ArrowFlight Server with DuckDB#
By default, Hopsworks uses big data technologies (Spark or Hive) to create training data and read data for Python clients. This is great for large datasets, but for small or moderately sized datasets (think of the size of data that would fit in a Pandas DataFrame in your local Python environment), the overhead of starting a Spark or Hive job and doing distributed data processing can be significant.
ArrowFlight Server with DuckDB significantly reduces the time that Python clients need to read feature groups and batch inference data from the Feature Store, as well as creating moderately-sized in-memory training datasets.
When the service is enabled, clients will automatically use it for the following operations:
- reading Feature Groups
- reading Queries
- reading Training Datasets
- creating In-Memory Training Datasets
- reading Batch Inference Data
For larger datasets, clients can still make use of the Spark/Hive backend by explicitly setting read_options={"use_hive": True}
.
Service configuration#
Note
Supported only on AWS at the moment.
The ArrowFlight Server is co-located with RonDB in the Hopsworks cluster. If the ArrowFlight Server is activated, RonDB and ArrowFlight Server can each use up to 50% of the available resources on the node, so they can co-exist without impacting each other. Just like RonDB, the ArrowFlight Server can be replicated across multiple nodes to serve more clients at lower latency. To guarantee high performance, each individual ArrowFlight Server instance processes client requests sequentially. Requests will be queued for up to 10 minutes before they are rejected.

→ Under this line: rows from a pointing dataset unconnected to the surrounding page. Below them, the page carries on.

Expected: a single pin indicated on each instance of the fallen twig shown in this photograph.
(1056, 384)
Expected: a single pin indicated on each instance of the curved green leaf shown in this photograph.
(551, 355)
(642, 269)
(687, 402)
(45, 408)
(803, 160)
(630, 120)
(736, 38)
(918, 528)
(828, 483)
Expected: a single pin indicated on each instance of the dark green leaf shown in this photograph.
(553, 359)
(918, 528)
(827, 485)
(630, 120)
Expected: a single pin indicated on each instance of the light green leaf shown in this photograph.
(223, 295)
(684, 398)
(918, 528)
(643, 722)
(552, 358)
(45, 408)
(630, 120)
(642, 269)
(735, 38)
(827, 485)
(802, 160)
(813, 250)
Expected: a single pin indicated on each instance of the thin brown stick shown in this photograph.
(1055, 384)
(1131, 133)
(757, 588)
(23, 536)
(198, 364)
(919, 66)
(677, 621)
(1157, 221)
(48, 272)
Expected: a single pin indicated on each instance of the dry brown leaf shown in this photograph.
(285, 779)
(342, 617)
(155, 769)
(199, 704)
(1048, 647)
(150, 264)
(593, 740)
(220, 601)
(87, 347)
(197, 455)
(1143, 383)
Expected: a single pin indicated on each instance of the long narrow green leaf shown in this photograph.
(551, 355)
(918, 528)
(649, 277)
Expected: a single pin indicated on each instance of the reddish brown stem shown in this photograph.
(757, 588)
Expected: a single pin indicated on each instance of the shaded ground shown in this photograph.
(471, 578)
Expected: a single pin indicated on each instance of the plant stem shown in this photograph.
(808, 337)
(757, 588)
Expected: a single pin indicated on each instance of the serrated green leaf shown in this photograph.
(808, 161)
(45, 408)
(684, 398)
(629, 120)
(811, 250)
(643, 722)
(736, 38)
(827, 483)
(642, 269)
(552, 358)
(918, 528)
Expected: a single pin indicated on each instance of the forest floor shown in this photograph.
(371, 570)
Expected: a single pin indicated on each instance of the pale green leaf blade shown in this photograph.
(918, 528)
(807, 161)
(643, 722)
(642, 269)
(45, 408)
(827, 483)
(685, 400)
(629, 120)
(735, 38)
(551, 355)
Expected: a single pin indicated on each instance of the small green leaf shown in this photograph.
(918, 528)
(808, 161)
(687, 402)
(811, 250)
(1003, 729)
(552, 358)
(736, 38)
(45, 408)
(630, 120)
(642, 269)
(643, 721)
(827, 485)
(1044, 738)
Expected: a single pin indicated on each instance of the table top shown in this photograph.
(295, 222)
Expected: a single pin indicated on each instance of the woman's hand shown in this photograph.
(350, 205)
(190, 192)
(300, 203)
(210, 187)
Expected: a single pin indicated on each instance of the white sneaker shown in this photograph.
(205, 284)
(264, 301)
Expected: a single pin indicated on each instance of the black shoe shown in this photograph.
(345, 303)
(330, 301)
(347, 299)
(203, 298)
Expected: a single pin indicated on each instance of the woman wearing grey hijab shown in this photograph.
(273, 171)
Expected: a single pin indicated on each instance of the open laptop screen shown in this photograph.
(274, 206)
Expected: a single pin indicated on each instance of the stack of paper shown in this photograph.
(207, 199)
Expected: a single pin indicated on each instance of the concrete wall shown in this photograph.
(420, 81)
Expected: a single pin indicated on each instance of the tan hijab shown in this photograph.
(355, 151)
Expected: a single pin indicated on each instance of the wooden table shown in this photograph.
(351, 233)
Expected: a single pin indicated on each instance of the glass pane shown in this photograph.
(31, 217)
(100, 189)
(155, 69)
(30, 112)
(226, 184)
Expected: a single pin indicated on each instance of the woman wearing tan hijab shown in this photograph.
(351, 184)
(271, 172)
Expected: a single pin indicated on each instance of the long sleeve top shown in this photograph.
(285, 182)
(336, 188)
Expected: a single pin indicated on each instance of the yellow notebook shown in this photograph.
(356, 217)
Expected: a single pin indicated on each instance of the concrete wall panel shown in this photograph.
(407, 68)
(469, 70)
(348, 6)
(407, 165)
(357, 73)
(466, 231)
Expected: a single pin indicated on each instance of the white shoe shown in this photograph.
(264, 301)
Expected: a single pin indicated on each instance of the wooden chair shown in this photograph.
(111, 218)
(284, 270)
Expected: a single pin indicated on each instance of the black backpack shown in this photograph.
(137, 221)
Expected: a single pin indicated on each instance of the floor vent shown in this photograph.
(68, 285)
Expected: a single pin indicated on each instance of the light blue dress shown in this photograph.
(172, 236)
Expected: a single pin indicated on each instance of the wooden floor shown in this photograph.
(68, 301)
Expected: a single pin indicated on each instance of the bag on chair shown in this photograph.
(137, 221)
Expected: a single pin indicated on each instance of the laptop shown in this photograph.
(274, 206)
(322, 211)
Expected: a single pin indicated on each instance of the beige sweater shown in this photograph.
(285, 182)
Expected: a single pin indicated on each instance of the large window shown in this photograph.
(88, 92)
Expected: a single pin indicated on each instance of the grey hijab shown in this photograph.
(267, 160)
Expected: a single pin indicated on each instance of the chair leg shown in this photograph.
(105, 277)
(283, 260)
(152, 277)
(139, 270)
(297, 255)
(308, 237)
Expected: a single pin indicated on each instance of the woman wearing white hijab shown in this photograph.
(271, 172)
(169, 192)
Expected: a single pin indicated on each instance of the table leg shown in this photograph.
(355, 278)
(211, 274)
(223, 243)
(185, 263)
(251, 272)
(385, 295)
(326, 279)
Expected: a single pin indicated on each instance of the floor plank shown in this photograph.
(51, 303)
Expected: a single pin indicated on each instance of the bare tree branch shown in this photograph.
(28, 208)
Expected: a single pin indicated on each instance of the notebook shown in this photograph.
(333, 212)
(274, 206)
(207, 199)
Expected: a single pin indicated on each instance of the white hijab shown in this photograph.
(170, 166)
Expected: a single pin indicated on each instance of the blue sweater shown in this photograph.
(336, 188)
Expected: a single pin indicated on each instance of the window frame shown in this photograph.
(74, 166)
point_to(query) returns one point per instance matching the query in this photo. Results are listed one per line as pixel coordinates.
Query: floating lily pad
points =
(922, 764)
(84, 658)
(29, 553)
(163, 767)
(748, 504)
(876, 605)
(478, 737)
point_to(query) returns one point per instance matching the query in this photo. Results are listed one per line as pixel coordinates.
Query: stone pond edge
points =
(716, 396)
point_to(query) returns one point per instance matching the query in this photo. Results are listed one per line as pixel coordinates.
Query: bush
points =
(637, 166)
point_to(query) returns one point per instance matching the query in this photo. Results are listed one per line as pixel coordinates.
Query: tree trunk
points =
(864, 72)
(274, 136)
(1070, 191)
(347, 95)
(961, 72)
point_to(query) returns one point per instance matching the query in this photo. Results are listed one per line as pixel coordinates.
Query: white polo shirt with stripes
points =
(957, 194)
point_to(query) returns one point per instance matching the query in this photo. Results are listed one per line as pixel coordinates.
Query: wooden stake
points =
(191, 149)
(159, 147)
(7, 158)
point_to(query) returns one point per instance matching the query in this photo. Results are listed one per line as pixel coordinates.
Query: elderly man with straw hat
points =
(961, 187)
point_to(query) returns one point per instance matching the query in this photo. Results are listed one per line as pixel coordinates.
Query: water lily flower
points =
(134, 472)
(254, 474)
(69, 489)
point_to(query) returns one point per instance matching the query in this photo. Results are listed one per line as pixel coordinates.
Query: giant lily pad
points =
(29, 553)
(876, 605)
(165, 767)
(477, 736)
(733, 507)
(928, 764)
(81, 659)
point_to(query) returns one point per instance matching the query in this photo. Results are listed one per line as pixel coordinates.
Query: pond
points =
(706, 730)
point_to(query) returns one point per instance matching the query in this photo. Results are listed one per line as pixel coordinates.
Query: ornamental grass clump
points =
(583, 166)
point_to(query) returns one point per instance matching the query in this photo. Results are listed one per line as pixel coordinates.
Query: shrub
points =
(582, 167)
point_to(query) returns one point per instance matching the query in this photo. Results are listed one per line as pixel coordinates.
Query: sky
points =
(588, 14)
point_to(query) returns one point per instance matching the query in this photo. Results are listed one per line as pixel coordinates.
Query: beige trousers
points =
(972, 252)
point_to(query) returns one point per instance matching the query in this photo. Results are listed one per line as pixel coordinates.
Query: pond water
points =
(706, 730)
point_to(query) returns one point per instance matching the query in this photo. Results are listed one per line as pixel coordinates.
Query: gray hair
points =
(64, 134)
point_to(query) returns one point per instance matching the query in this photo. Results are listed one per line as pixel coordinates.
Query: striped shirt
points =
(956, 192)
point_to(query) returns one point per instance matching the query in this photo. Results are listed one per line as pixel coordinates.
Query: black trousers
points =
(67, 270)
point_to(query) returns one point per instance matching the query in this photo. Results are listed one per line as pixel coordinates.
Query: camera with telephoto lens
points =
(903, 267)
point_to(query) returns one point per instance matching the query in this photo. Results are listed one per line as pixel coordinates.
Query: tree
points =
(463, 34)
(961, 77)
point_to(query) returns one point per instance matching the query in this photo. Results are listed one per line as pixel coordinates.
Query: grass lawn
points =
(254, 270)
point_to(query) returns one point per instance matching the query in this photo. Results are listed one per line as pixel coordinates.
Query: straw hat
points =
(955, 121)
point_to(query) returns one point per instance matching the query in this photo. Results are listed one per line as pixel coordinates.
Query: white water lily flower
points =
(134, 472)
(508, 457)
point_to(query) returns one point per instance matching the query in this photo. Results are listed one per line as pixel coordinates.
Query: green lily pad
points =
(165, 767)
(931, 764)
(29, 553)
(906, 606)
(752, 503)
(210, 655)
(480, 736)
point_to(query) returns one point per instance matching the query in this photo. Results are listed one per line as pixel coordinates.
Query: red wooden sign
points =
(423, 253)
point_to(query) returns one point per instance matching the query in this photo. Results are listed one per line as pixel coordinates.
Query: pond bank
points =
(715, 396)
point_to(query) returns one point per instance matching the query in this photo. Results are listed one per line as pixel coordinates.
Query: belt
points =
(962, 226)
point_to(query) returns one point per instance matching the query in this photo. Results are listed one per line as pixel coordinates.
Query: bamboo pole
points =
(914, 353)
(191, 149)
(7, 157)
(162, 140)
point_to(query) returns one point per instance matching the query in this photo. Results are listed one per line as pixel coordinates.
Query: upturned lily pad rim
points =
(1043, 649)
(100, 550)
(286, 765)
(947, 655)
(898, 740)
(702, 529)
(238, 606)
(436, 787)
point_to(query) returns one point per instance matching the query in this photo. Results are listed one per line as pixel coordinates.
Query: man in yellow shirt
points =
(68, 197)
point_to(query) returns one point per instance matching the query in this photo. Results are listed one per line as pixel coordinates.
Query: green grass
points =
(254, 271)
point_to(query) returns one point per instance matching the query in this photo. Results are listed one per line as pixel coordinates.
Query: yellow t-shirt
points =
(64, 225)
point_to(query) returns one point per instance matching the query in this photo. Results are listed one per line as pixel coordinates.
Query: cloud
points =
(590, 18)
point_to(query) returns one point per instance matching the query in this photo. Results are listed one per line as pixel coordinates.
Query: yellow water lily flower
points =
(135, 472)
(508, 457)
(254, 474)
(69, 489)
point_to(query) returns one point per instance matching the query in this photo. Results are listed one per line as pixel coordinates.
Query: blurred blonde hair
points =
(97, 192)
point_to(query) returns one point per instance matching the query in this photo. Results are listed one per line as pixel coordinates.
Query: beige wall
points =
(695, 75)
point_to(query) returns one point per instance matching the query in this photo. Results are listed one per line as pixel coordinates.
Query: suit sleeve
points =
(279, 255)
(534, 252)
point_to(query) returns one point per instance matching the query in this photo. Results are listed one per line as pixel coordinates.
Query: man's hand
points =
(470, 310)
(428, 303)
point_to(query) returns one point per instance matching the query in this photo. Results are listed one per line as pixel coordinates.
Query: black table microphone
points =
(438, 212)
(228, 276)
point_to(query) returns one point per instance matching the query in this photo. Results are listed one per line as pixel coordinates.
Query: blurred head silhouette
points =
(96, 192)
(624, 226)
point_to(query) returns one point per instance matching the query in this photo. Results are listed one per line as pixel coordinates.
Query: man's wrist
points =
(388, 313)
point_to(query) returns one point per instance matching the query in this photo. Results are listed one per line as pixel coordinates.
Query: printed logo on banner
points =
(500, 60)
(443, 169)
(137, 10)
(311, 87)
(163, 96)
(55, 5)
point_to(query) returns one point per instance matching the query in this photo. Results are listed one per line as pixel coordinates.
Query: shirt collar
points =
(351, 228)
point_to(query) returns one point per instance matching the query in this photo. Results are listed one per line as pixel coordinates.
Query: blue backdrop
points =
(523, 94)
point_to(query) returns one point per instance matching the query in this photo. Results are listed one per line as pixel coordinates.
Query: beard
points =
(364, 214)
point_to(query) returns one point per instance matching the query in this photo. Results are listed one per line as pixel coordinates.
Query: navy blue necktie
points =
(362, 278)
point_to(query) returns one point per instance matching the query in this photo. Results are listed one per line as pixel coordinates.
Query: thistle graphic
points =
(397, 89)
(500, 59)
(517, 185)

To deploy ArrowFlight Server on a cluster:
- Select "RonDB cluster"
- Select an instance type with at least 16GB of memory and 4 cores. (*)
- Tick the checkbox
Enable ArrowFlight Server
.
(*) The service should have at least the 2x the amount of memory available that a typical Python client would have. Because RonDB and ArrowFlight Server share the same node we recommend selecting an instance type with at least 4x the client memory. For example, if the service serves Python clients with typically 4GB of memory, an instance with at least 16GB of memory should be selected. An instance with 16GB of memory will be able to read feature groups and training datasets of up to 10-100M rows, depending on the number of columns and size of the features (~2GB in parquet). The same instance will be able to create point-in-time correct training datasets with 1-10M rows, also depending on the number and the size of the features. Larger instances are able to handle larger datasets. The numbers scale roughly linearly with the instance size.